Table of Contents

Motor evoked potentials

MEP monitors motor pathways, transcranial Electrostimulation elicits excitation of corticospinal projections at multiple levels. Depending on the intensity of stimulation and the placement of electrodes, motor evoked potentials are generated at different levels of the brain, including superficial white matter just underneath the motor cortex, the deep white matter of the internal capsule, and pyramidal decussation. The electrical potential is recorded at the spinal cord or muscles. MEP is generated and transported via the pyramidal tract.


Motor evoked potential (MEP) is used to monitor motor function, and is the most important in neurosurgical operations 1) 2).

There is evidence that monitoring of motor evoked potentials (MEPs) is useful in preventing and predicting postoperative motor deficit during surgery for supratentorial lesions 3) 4).

Transcranial Motor evoked potentials

Transcranial Motor evoked potentials.

Direct cortical motor evoked potentials

Direct cortical motor evoked potentials

Contraindications

Contraindications to MEP:

1. history of epilepsy/seizures

2. past surgical skull defects

3. metal in head or neck

4. use special care with implanted electronic devices

Case series

Yi et al., from the Seoul National University Hospital investigated 25 cases in which infants younger than 3 months (mean age 72.8 days, range 39-87) underwent neurosurgery between 2014 and 2017. Myogenic MEPs were obtained through transcranial Electrostimulation. In all cases, surgery was performed under total intravenous anesthesia, maintained with remifentanil and propofol.

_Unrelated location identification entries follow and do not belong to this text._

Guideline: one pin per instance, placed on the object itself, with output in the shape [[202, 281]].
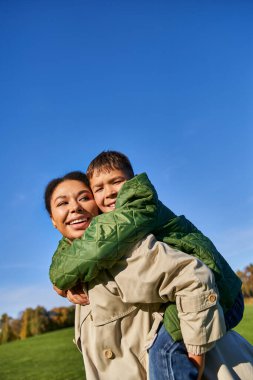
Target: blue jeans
[[168, 360]]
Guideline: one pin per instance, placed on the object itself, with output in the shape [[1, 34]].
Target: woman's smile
[[72, 208]]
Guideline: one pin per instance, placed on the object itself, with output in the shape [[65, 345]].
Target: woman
[[106, 330]]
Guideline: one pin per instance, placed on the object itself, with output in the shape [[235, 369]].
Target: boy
[[107, 173]]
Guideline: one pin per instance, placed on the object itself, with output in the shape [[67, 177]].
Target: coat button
[[108, 353], [212, 298]]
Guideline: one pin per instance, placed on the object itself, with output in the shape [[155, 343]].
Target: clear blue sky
[[169, 83]]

MEPs were documented in 24 infants, the sole exception being 1 infant who was lethargic and had 4-limb weakness before surgery. The mean stimulation intensity maintained during monitoring was 596 ± 154 V (range 290-900 V). In 19 of 24 infants MEP signals remained at ≥ 50% of the baseline amplitude throughout the operation. Among 5 cases with a decrease in intraoperative MEP amplitude, the MEP signal was recovered in one during surgery, and in the other case a neurological examination could not be performed after surgery. In the other 3 cases, 2 infants had relevant postoperative weakness and the other did not show postoperative neurological deficits. Postoperative weakness was not observed in any of the 20 infants who had no deterioration (n = 19) or only temporary deterioration (n = 1) in MEP signal during surgery.

Transcranial electrical MEPs could be implemented during neurosurgery in infants between 1 and 3 months of age. Intraoperative MEP monitoring may be a safe adjunct for neurosurgical procedures in these very young patients 5).

References

1)
Burke D, Hicks RG. Surgical monitoring of motor pathways. J Clin Neurophysiol. 1998;15:194–205.
2)
Kombos T, Kopetsch O, Suess O, Brock M. Does preoperative paresis influence intraoperative monitoring of the motor cortex? J Clin Neurophysiol. 2003;20:129–34.
3)
Kombos T, Picht T, Derdilopoulos A, Suess O: Impact of intraoperative neurophysiological monitoring on surgery of high-grade gliomas. J Clin Neurophysiol 26:422–425, 2009
4)
Talacchi A, Turazzi S, Locatelli F, Sala F, Beltramello A, Alessandrini F, et al: Surgical treatment of high-grade gliomas in motor areas. The impact of different supportive technologies: a 171-patient series. J Neurooncol 100:417–426, 2010
5)
Yi YG, Kim K, Shin HI, Bang MS, Kim HS, Choi J, Wang KC, Kim SK, Lee JY, Phi JH, Seo HG. Feasibility of intraoperative monitoring of motor evoked potentials obtained through transcranial Electrostimulation in infants younger than 3 months. J Neurosurg Pediatr. 2019 Mar 15:1-9. doi: 10.3171/2019.1.PEDS18674. [Epub ahead of print] PubMed PMID: 30875681.